Monitor for hypocortisolism; consider temporary dose reduction, interruption or steroid replacement therapy if occurs. Risk of hyperglycemia; initiate or adjust antidiabetic treatment if occurs; reduce dose or discontinue if remains uncontrolled. Monitor HbA1c or FPG prior to initiation, every week for the first 2–3 months, for 2–4 weeks after dose increase, and thereafter as indicated. Congenital long QT prolongation. Cardiac disease (eg, recent MI, CHF, unstable angina, significant bradycardia). High-grade heart block. Hypokalemia and/or hypomagnesemia; correct and monitor electrolytes prior to starting and during therapy. Monitor liver tests prior to initiation, 1–2 weeks after, monthly for 3 months, then every 6 months thereafter; measure liver enzymes weekly or more frequently as indicated. Transsphenoidal surgery. Pituitary irradiation. Monitor baseline ECG, gallbladder ultrasound, pituitary function prior to initiation and periodically during treatment. Premenopausal women: potential for unintended pregnancy due to improved fertility. Pregnancy. Nursing mothers.
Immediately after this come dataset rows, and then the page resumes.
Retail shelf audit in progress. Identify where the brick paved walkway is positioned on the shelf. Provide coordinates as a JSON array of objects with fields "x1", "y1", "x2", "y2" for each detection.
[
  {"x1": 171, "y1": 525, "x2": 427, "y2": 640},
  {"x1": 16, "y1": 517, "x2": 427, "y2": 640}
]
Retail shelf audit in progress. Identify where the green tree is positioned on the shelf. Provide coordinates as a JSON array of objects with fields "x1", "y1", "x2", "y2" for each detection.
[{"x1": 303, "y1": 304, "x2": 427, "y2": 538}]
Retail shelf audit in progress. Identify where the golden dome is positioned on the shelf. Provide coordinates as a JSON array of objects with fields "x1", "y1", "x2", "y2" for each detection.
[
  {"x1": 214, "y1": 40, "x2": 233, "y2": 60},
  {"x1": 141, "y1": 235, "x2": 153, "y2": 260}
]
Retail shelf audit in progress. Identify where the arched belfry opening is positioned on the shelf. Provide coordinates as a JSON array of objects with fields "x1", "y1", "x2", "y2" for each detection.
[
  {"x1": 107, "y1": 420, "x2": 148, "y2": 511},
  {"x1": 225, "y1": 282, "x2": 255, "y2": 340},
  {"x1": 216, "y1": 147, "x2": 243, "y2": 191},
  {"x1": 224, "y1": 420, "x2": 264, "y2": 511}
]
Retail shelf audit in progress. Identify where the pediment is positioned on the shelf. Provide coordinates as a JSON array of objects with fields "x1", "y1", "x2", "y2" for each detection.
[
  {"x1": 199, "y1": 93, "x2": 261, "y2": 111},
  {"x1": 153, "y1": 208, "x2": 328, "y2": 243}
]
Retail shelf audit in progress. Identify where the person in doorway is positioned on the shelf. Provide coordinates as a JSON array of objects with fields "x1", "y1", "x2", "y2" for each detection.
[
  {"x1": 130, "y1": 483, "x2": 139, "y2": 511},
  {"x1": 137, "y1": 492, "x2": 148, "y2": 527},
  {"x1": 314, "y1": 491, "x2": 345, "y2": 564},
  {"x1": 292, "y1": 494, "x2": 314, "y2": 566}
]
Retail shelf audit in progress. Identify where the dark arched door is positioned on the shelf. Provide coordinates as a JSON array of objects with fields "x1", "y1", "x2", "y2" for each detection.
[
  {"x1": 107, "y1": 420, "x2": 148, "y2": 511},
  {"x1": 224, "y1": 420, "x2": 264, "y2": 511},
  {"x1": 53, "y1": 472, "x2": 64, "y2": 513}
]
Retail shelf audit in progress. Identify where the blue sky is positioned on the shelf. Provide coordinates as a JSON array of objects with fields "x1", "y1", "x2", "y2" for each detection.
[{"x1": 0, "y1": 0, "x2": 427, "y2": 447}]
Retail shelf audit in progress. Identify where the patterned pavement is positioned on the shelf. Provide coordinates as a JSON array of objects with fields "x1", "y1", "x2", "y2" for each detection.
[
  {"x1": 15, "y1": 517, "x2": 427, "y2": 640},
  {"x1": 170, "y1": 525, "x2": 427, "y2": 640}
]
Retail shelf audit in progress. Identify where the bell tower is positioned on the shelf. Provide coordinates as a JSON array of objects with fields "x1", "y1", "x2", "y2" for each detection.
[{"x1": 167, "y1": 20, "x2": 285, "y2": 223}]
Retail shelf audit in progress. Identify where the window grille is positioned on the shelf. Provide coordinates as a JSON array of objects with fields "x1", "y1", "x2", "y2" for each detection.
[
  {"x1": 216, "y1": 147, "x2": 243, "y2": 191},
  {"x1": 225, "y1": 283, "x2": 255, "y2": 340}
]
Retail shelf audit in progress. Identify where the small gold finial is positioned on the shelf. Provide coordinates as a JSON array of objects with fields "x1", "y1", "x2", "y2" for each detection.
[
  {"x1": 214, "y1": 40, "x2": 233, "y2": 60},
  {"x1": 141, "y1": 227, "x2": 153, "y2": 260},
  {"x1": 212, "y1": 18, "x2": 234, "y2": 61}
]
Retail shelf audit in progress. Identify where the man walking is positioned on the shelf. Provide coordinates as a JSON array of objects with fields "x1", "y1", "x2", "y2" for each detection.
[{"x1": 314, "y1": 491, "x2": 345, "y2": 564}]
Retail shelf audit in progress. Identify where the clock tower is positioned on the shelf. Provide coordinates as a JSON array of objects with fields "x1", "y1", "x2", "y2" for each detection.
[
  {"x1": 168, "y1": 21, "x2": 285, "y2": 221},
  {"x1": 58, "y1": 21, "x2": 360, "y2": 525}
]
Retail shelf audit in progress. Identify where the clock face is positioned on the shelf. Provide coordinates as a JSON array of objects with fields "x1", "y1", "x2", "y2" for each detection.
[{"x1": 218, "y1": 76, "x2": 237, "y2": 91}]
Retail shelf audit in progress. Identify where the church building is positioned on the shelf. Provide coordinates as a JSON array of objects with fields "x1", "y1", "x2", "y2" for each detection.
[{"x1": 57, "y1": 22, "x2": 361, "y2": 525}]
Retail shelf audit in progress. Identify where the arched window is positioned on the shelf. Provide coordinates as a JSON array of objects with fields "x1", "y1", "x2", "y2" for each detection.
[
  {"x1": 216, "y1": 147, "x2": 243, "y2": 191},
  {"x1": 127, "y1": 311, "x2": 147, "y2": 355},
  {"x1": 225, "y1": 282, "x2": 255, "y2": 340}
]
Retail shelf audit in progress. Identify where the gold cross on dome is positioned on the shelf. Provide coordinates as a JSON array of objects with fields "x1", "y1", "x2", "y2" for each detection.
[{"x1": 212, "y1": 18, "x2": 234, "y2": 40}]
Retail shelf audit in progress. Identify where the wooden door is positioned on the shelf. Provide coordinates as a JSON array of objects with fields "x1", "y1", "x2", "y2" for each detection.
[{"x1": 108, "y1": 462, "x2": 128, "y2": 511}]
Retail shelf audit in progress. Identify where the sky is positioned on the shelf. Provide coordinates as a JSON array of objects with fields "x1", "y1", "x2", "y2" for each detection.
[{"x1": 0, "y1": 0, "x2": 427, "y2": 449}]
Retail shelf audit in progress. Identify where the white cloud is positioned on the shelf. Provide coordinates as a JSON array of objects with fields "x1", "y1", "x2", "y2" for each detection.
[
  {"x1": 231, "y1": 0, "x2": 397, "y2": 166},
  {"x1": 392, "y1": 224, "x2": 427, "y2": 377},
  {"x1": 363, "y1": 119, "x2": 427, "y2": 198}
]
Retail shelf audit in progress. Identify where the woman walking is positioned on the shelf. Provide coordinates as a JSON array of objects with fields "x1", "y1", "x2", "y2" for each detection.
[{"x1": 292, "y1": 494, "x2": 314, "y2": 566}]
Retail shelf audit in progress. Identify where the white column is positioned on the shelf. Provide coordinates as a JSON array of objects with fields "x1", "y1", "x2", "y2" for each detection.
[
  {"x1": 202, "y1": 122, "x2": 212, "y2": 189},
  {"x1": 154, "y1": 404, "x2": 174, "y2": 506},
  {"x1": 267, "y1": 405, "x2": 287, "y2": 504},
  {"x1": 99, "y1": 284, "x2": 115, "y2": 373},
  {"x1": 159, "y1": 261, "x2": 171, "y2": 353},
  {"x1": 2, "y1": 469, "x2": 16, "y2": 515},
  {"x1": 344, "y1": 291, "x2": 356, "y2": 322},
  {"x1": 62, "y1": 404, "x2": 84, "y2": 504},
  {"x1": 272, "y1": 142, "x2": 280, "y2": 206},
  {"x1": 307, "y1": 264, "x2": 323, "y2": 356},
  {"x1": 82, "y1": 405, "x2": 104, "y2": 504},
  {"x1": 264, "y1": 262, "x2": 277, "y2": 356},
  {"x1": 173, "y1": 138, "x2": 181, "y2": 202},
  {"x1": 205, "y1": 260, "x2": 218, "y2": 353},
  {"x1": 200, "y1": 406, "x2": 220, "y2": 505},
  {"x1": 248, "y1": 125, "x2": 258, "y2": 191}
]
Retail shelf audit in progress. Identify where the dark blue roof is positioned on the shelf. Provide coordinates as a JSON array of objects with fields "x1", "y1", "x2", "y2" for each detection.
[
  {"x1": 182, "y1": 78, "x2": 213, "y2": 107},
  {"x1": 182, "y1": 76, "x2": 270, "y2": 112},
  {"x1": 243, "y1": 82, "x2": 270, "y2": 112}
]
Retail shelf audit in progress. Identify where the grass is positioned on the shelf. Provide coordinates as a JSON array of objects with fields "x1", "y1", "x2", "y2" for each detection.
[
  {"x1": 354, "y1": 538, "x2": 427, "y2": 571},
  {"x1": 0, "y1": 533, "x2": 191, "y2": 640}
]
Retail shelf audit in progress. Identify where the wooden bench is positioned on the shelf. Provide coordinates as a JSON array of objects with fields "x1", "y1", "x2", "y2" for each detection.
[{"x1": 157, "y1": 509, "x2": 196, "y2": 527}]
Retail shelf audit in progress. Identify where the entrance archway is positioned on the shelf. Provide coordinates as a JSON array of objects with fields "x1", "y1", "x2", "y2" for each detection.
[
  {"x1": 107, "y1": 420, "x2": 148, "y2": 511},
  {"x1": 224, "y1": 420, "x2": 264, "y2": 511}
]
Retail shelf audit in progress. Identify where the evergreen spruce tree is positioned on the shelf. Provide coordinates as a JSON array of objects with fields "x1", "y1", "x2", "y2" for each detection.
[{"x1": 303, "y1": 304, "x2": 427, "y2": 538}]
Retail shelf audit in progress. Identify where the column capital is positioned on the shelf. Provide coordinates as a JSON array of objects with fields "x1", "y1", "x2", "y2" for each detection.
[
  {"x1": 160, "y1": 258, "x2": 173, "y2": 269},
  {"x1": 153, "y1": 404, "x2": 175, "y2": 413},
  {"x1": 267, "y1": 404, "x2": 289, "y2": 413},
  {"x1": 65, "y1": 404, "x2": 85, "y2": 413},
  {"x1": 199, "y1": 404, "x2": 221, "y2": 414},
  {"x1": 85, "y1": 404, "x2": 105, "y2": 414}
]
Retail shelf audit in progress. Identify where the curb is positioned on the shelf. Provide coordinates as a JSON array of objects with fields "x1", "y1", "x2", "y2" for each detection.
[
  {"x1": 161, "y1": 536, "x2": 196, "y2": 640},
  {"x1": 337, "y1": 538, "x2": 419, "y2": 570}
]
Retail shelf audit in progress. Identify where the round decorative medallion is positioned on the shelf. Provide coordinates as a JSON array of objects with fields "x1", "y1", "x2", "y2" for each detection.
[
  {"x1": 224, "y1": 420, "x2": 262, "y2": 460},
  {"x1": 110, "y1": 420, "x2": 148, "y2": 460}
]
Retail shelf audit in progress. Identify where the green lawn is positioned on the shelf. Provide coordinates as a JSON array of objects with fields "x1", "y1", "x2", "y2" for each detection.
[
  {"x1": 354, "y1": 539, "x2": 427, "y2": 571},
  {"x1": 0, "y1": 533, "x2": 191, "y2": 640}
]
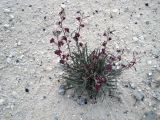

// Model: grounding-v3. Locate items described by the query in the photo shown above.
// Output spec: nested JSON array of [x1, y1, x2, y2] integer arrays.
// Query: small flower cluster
[[50, 8, 136, 98]]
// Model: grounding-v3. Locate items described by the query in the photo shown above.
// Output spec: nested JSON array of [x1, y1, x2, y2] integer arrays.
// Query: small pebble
[[4, 24, 10, 29], [4, 9, 11, 13], [142, 111, 158, 120], [133, 91, 144, 101], [58, 85, 66, 95], [129, 83, 136, 89]]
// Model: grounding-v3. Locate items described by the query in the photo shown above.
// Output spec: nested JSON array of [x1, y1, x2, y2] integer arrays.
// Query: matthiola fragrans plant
[[50, 8, 136, 102]]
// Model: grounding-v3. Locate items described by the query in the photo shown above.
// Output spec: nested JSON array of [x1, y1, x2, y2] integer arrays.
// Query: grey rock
[[58, 85, 66, 95], [133, 91, 145, 101], [143, 111, 158, 120], [77, 97, 87, 105], [129, 83, 136, 90], [3, 24, 10, 29], [4, 9, 11, 13]]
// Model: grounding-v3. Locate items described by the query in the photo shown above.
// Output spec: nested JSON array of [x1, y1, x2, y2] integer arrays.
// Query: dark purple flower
[[80, 24, 84, 27], [106, 64, 112, 72], [59, 59, 65, 64], [58, 40, 64, 47], [54, 50, 62, 56], [61, 36, 67, 41], [102, 48, 106, 54], [102, 41, 107, 47], [95, 83, 102, 92], [64, 28, 69, 33], [50, 38, 55, 43], [79, 42, 83, 47]]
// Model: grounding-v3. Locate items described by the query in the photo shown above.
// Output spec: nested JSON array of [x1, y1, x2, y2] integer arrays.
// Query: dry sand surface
[[0, 0, 160, 120]]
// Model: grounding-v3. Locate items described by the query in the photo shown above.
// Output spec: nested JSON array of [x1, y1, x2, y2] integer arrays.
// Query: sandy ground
[[0, 0, 160, 120]]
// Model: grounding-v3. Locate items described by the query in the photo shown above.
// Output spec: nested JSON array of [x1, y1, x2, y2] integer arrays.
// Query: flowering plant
[[50, 8, 136, 101]]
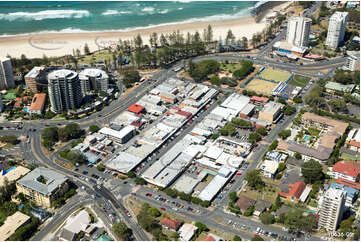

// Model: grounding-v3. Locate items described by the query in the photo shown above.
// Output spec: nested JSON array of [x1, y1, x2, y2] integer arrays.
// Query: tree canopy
[[301, 160, 324, 184], [112, 222, 132, 240], [245, 170, 264, 189]]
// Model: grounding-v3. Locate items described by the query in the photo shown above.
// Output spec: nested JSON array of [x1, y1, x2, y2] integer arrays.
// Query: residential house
[[178, 223, 198, 241], [327, 161, 360, 182], [160, 218, 182, 231], [235, 195, 256, 213], [278, 182, 306, 202], [253, 200, 272, 216]]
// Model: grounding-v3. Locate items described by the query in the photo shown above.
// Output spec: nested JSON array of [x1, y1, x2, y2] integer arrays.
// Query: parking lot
[[73, 163, 114, 182]]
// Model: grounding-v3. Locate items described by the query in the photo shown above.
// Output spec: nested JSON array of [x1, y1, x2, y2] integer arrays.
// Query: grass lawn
[[3, 90, 16, 101], [259, 68, 291, 82], [288, 75, 311, 87], [246, 79, 277, 96], [308, 127, 321, 136], [308, 199, 318, 208], [221, 63, 242, 72], [341, 153, 360, 161]]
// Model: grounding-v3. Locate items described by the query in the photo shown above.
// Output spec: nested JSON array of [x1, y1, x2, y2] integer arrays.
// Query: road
[[31, 196, 93, 241], [0, 11, 345, 240]]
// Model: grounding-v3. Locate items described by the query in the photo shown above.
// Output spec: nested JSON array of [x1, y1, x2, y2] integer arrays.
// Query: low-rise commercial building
[[325, 183, 360, 207], [160, 218, 182, 231], [99, 125, 136, 144], [261, 160, 278, 178], [16, 167, 69, 207]]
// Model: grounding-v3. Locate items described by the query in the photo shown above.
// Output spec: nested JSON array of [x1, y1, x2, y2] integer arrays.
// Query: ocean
[[0, 1, 256, 36]]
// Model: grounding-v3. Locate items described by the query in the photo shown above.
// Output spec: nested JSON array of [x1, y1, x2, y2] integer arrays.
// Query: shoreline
[[0, 16, 266, 58], [0, 2, 290, 58]]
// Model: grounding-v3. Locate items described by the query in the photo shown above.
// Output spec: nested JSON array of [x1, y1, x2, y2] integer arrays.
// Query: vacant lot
[[259, 69, 291, 82], [288, 75, 311, 87], [246, 79, 277, 96]]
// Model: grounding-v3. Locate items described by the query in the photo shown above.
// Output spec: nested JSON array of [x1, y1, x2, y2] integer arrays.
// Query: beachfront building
[[48, 69, 82, 113], [29, 93, 46, 115], [79, 68, 109, 96], [318, 188, 346, 231], [345, 51, 360, 71], [0, 58, 15, 90], [286, 16, 312, 47], [24, 66, 46, 93], [326, 12, 348, 49], [16, 167, 69, 207], [0, 95, 4, 113], [327, 161, 360, 182]]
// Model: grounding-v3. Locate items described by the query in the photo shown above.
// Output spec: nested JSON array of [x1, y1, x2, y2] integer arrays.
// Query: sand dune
[[0, 17, 266, 58]]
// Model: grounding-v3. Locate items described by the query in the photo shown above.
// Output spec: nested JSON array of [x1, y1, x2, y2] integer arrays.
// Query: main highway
[[0, 4, 345, 237]]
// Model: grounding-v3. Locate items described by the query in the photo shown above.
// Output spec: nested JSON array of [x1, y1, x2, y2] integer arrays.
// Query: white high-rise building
[[318, 188, 346, 231], [0, 95, 4, 113], [326, 12, 348, 49], [0, 58, 15, 90], [79, 68, 109, 95], [48, 69, 82, 113], [286, 16, 312, 47], [345, 52, 360, 71]]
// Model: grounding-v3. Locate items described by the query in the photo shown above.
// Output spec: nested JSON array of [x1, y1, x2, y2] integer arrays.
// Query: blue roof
[[325, 183, 359, 197]]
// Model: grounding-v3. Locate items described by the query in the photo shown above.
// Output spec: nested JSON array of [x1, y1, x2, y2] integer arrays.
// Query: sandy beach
[[0, 17, 266, 58]]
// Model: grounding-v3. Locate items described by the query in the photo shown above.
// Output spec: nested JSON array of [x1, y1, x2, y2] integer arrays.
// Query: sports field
[[246, 79, 277, 96], [259, 68, 291, 82]]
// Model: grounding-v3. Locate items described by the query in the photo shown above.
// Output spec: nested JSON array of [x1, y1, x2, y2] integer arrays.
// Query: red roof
[[29, 93, 46, 111], [160, 218, 181, 230], [127, 104, 144, 113], [336, 178, 360, 191], [251, 96, 269, 103], [332, 161, 360, 178], [279, 182, 306, 199], [204, 235, 216, 241]]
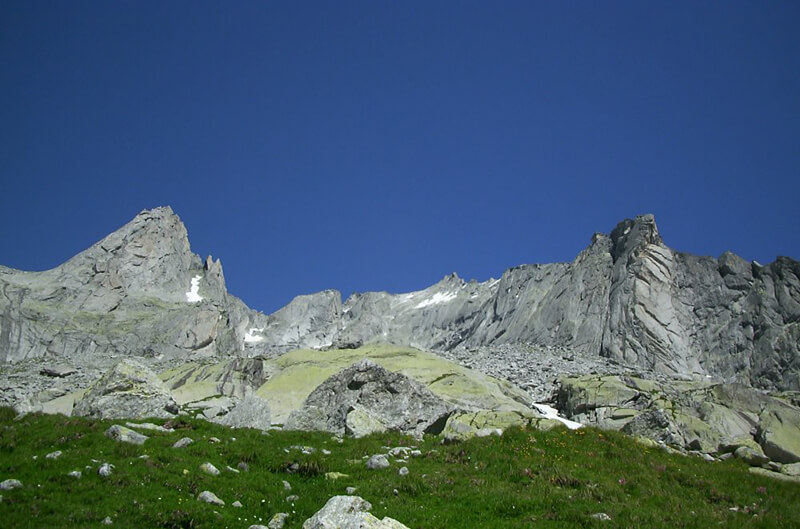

Cyclohexapeptide somatostatin analog.
Caution with antiarrhythmics or other drugs that may prolong the QT interval. May antagonize cyclosporine (adjust dose). May potentiate bromocriptine; dose reduction may be needed.
Diarrhea, nausea, hyperglycemia, diabetes, cholelithiasis, headache, abdominal pain, fatigue; bradycardia, QT prolongation, pituitary hormone deficiency.